Sugar fears branded 'collective madness'

By Emily Sutherland contact

- Last updated on GMT

The Government has delayed the release of the childhood obesity strategy for the third time
The Government has delayed the release of the childhood obesity strategy for the third time

Related tags: Obesity

Discussions about how the Government tackles the UK’s growing obesity problem are taking place ‘against a backdrop of collective madness’ according to Institute of Economic Affairs director Christopher Snowden. 

Panic about sugar is doing little to change people’s eating habits, Snowden told delegates at a discussion on the Conservative party’s policy on food and health. The Government has delayed the release of its childhood obesity strategy for the third time, with it now expected to appear after the summer’s  EU referendum. 

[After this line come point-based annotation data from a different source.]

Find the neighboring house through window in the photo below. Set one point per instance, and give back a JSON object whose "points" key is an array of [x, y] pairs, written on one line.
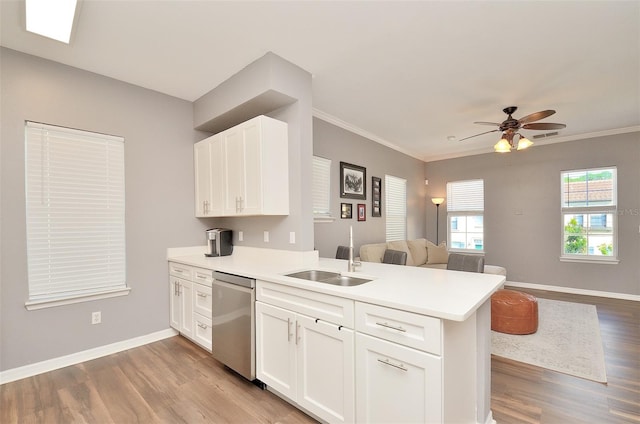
{"points": [[589, 205], [465, 213], [395, 190], [75, 215]]}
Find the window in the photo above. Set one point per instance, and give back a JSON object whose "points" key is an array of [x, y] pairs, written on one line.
{"points": [[465, 209], [395, 190], [75, 215], [321, 189], [589, 203]]}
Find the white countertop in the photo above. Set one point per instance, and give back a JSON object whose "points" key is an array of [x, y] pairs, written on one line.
{"points": [[450, 295]]}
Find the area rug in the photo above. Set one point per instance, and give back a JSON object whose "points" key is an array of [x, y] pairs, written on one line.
{"points": [[568, 341]]}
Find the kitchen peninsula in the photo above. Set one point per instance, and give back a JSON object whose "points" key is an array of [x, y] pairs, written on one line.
{"points": [[412, 344]]}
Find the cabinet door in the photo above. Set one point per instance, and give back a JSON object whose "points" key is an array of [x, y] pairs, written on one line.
{"points": [[186, 308], [218, 175], [234, 170], [251, 163], [276, 349], [202, 165], [396, 384], [325, 369], [174, 302]]}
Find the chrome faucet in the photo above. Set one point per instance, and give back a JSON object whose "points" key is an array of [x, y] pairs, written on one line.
{"points": [[352, 264]]}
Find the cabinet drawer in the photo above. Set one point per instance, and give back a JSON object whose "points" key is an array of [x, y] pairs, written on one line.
{"points": [[329, 308], [202, 300], [179, 270], [413, 330], [203, 276], [202, 331]]}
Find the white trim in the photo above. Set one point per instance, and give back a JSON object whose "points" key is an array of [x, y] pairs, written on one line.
{"points": [[33, 305], [85, 355], [590, 259], [584, 292], [359, 131]]}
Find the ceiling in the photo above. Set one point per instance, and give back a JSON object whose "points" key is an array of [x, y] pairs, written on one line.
{"points": [[406, 74]]}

“There are two delusions: one that there is single ingredient - sugar- that is the cause of obesity and the second is that the food industry can remove calories without affecting taste. It feels like an easy win to say if we raise the price of fizzy drinks by a couple of pence and get the food industry to reformulate meals then without any kind of personal responsibility or self-restraint we will become less fat. This is not helped by the narrative driven by Action on Sugar. “

He argued a sugar tax, which is increasingly popular with campaigners, would take billions of pounds out of peoples’ pockets and disproportionately affect those on lower incomes. 

However, founder of think tank the Food Foundation Laura Sandys argued that although a sugar tax was not a ‘silver bullet’, government leadership was necessary to prevent 74% of men and 64% of women become obese by 2030. 

Clearer calorie labelling called for 

Both Snowden and MP and chair of the All Party Parliamentary Group for Food and Drink Manufacturers John Stevenson backed calorie labelling on alcoholic drinks in pubs. 

“I think if a bottle of wine had the number of calories plastered across it people would think maybe I won’t have that extra glass,” Stevenson said. 

Snowden added: “I think with wine in particular, people would be surprised at how many calories it contains and I do think they should have calorie labelling.”

Earlier this week, the Local Government Association urged pubs to take action on salt, arguing that pub chains must commit to cutting salt in a bid to save lives. Councillor and spokesperson Izzi Seccombe said that thousands of deaths from diseases like high blood pressure could be prevented if the industry tackled added salt. 

Research from treated.com​ found main course meals at pub chains including JD Wetherspoons and Whitbread’s Beefeater contained over 8 grams of salt. NHS guidelines recommend that adults over the age of 11 should have just 6 grams of salt a day.